HMP and YOI Parc, a Category B men’s private prison and Young Offenders Institution in Bridgend is the first prison in Wales to win the annual competition which has been running for over 30 years.

The award was set up in 1983 by the former Chairman of the Parole Board, Lord Windlesham, to develop prisoners’ sense of worth and encourage garden excellence among the prison community.

RHS Director of Education, Funding and Communities, Ruth Evans, presented the trophy, an engraved Green Goddess fire engine bell, to HMP and YOI Parc staff during a ceremony at the prison on 8 September.

The large, modern prison houses 1,750 prisoners, of whom around 15 work on the extensive gardens at any given time. Every available space has been brought to life with plants, including a herbaceous border, wildflower meadows, living roof and vegetable and herb gardens that are used to grow fresh produce for the prison kitchens.

Speaking at the ceremony, HMP and YOI Parc’s Director, Janet Wallsgrove, spoke about the importance of the gardens: “For me, the role of any prison is to keep secure individuals who have been given a custodial sentence, yet also to provide opportunity to bring about change. The importance of the environment within prisons is greatly underestimated – prison gardens reduce violence, improve mental health and teach horticultural skills.”
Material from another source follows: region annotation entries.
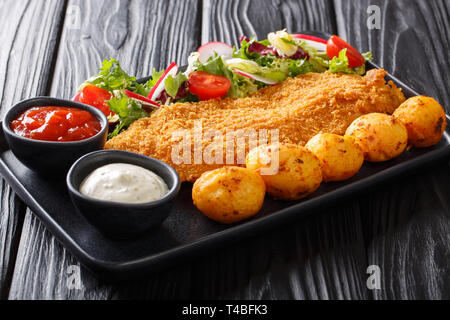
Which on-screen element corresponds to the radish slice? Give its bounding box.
[125,90,160,108]
[197,41,233,63]
[233,69,278,85]
[292,34,327,52]
[147,62,178,101]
An RHS judging panel, led by Robert Haslam and including Fiona Crumley and Jon Wheatley, assessed HMP and YOI Parc along with fellow finalists HMP Bure in Norfolk, HMP Eastwood Park in Gloucestershire, HMP Hull and HMP Whatton in Nottinghamshire. They praised Parc for “the breadth and quality of the horticulture on display”.

The judges were impressed by the ingenuity shown in the creation of the various displays, incorporating the skills from all departments within the prison and the enthusiasm displayed by the gardens team for horticultural work and in passing on their skills and knowledge to the prisoners.

Mike Thomas, who leads Parc’s horticultural team said: “We are absolutely delighted to win the Windlesham Trophy. It’s only the second time that we’ve been a finalist in the competition so to scoop top prize is fantastic and testament to all the hard work put in by the staff and prisoners.”

He also outlined the role that gardening plays in offenders’ rehabilitation: “We provide prisoners with the training, skills and confidence to pursue a career within amenity horticulture. They can work towards NVQ horticultural qualifications and other certificates of competence.

“The bright colours in the gardens lift everyone’s spirits, and the calm, tranquil parts of the garden are used as chill out spaces by both staff and prisoners.”

HMP Hull and HMP Whatton were awarded joint second place in the competition.